Dalam konferensi pers yang digelar di Mapolda Sumbar, ditampilkan sejumlah barang bukti hasil operasi penindakan. Total barang bukti yang berhasil diamankan mencapai hampir 120 kilogram, terdiri dari sekitar 9,9 kilogram sabu dan 110 kilogram ganja. Pengungkapan kasus ini dilakukan di berbagai lokasi strategis, mulai dari Kota Padang, Kabupaten Sijunjung, hingga kawasan Bandara Internasional Minangkabau (BIM).
Kapolda Sumatera Barat, Irjen Pol. Gatot Tri Suryanta, menegaskan bahwa peredaran narkoba masih menjadi ancaman nyata yang harus diwaspadai bersama. Wilayah Sumbar dinilai tetap menjadi jalur strategis perlintasan narkotika, baik melalui darat maupun udara, yang menyasar berbagai kalangan termasuk generasi muda.
“Ini menjadi perhatian serius bagi kita semua. Peredaran narkotika tidak hanya merusak individu, tetapi juga mengancam masa depan bangsa. Oleh karena itu, penindakan akan terus kami lakukan secara tegas tanpa kompromi,” tegas Kapolda.
Lebih jauh, Kapolda memastikan pihaknya akan terus memperketat pengawasan di titik-titik rawan dan meningkatkan sinergi dengan seluruh elemen masyarakat.

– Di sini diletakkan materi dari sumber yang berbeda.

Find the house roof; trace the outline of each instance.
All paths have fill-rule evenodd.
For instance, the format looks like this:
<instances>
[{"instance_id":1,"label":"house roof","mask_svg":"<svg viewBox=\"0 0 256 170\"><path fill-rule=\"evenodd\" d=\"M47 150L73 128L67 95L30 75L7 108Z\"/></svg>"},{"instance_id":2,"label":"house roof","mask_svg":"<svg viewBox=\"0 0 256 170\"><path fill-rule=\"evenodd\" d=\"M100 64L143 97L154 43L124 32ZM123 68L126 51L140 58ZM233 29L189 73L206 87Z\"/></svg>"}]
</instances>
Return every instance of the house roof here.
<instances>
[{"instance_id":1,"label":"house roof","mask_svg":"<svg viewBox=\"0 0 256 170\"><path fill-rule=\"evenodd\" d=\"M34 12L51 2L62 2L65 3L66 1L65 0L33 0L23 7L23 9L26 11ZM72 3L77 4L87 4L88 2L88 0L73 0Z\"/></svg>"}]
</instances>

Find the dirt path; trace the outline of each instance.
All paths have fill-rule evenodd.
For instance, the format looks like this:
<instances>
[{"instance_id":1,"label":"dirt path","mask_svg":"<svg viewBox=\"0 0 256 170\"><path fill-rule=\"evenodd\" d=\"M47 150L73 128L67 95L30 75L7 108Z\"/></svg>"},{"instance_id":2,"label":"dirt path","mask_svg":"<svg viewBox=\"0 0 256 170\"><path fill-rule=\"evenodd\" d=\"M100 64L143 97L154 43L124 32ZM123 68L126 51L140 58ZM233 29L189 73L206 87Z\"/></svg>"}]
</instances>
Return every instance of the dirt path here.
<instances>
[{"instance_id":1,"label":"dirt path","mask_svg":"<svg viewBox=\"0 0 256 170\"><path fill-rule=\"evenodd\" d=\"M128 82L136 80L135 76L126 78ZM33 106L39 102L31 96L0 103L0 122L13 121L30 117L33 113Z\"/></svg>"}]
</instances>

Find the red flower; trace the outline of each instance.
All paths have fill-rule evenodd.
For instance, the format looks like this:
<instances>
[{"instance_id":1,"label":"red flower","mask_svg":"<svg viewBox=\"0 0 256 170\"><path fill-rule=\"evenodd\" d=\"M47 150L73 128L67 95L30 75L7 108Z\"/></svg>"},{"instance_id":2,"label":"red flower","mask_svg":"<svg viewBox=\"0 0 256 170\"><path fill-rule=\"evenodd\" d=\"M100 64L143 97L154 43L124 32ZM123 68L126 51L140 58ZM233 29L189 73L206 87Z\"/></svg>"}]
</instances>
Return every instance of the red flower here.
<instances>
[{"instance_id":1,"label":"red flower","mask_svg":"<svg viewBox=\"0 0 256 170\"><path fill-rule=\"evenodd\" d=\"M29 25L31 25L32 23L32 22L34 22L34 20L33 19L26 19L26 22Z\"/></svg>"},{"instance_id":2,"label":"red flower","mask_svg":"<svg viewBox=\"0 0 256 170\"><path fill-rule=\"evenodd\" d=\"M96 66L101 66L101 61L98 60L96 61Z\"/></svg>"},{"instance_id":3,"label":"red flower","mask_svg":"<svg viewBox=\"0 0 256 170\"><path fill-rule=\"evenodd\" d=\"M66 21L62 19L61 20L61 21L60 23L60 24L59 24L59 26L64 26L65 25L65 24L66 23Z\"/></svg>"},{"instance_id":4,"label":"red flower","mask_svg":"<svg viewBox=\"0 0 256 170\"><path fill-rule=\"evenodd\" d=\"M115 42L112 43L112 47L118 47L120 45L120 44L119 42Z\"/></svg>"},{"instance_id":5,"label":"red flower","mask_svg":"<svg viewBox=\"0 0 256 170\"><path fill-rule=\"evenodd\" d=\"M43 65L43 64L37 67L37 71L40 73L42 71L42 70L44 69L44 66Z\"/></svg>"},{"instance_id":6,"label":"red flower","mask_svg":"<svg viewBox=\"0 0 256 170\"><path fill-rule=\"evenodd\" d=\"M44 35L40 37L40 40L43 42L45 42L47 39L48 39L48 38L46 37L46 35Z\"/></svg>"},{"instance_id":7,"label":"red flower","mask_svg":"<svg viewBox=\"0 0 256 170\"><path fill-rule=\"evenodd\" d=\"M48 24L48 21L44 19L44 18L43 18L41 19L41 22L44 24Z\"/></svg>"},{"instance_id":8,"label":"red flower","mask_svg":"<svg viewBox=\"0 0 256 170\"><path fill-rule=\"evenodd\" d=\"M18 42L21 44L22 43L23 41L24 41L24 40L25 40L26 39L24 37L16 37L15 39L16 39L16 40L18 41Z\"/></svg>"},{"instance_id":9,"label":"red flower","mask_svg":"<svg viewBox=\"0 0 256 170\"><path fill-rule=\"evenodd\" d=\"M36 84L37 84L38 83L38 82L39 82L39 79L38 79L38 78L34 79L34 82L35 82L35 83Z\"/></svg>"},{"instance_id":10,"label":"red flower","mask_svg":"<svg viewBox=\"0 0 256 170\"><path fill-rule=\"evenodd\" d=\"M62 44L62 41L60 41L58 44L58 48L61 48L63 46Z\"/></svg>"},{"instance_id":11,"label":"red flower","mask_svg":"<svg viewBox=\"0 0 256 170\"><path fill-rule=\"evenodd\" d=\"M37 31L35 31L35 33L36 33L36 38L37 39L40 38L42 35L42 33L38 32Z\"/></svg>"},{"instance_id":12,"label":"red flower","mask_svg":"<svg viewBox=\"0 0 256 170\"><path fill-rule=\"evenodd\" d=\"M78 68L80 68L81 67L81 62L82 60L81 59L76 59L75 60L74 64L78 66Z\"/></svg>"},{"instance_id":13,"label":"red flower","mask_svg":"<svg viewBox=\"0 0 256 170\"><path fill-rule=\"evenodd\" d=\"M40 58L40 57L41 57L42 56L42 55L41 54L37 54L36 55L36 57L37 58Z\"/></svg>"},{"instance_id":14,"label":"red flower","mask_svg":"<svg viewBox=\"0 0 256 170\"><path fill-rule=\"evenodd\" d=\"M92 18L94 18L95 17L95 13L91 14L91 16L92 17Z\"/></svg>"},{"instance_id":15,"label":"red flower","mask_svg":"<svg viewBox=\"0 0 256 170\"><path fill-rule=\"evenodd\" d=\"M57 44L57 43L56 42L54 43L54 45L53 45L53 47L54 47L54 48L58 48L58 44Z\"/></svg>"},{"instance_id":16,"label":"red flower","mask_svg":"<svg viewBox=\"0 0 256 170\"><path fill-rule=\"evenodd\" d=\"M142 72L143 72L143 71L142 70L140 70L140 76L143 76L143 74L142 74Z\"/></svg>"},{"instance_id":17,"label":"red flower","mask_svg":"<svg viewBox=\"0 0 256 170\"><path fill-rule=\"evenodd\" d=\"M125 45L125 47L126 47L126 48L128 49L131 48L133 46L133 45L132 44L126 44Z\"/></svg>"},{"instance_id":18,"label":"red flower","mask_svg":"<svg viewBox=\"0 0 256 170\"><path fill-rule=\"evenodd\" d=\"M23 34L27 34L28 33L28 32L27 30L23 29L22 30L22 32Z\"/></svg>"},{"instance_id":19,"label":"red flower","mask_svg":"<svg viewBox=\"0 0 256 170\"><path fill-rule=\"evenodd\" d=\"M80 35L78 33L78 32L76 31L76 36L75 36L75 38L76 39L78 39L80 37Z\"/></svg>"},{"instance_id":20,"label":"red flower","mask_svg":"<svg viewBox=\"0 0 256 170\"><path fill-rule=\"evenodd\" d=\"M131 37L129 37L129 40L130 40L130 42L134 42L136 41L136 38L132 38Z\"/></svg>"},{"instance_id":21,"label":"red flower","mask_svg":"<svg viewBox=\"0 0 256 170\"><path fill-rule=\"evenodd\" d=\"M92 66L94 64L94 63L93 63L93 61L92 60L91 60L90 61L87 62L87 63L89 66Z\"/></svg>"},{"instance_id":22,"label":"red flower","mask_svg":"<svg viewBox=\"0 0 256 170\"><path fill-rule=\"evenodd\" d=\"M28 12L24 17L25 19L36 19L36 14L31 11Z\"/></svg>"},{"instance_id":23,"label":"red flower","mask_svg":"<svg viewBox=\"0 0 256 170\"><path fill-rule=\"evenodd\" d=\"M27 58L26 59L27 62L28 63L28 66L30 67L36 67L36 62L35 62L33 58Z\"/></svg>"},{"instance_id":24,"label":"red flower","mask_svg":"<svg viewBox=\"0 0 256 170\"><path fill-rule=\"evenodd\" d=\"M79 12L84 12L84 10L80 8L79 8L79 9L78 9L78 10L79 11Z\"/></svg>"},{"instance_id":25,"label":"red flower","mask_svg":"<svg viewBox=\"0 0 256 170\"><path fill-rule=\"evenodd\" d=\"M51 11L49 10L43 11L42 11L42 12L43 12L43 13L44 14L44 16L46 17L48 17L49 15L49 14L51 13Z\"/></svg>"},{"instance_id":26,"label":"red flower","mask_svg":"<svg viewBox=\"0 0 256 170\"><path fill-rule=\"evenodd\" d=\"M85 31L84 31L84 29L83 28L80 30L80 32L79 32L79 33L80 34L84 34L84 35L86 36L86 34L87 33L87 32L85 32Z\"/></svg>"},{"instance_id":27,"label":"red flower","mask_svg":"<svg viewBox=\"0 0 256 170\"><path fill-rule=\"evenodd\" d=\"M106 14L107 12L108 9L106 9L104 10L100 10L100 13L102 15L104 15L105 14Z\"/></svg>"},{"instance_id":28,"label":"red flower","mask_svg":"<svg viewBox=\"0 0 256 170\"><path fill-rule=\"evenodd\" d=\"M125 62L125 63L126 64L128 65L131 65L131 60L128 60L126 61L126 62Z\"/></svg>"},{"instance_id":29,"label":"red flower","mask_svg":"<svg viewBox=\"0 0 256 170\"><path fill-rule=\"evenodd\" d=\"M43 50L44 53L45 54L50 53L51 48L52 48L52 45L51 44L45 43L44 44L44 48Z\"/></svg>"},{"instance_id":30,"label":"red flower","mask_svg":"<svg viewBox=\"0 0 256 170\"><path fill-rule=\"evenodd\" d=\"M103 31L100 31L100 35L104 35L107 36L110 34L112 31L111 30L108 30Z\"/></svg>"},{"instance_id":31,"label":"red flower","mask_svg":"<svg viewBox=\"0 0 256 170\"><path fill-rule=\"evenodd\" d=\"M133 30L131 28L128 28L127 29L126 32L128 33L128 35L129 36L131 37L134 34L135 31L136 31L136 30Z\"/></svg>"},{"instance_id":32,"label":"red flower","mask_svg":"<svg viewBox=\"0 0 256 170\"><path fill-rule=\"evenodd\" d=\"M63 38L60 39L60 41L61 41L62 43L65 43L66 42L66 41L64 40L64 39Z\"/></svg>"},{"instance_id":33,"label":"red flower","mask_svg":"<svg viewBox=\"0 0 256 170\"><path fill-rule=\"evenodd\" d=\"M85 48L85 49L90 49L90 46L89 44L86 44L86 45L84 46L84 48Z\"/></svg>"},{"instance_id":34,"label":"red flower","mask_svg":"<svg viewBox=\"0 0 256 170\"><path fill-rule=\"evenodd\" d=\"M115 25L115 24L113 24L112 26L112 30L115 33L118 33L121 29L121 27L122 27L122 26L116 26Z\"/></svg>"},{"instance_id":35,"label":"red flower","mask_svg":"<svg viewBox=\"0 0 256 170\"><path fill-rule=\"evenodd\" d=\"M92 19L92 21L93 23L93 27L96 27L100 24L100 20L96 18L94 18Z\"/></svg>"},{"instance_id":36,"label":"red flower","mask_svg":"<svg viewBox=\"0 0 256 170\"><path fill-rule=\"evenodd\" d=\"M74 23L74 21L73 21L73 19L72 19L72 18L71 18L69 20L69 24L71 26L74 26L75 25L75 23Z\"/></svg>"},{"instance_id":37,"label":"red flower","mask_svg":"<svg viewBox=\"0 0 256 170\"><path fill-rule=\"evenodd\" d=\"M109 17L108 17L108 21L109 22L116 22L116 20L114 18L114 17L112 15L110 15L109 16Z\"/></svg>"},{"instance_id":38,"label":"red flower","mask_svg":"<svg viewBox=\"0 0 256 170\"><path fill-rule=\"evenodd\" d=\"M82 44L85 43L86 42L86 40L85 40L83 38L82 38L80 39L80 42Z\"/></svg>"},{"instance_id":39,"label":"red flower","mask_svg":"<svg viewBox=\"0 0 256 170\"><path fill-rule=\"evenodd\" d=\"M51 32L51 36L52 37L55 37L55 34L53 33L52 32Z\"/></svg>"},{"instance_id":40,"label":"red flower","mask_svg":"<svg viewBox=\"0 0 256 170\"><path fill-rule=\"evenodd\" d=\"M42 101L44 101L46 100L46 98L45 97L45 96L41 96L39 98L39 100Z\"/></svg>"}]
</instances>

“Kami mengajak warga untuk turut berperan aktif memberikan informasi jika menemukan indikasi penyalahgunaan maupun peredaran narkotika di lingkungan sekitar,” tambahnya.
Dengan langkah tegas dan kolaborasi yang kuat, Polda Sumbar berkomitmen kuat untuk mewujudkan target Sumatera Barat Zero Narkotika demi masa depan yang lebih bersih dan sehat.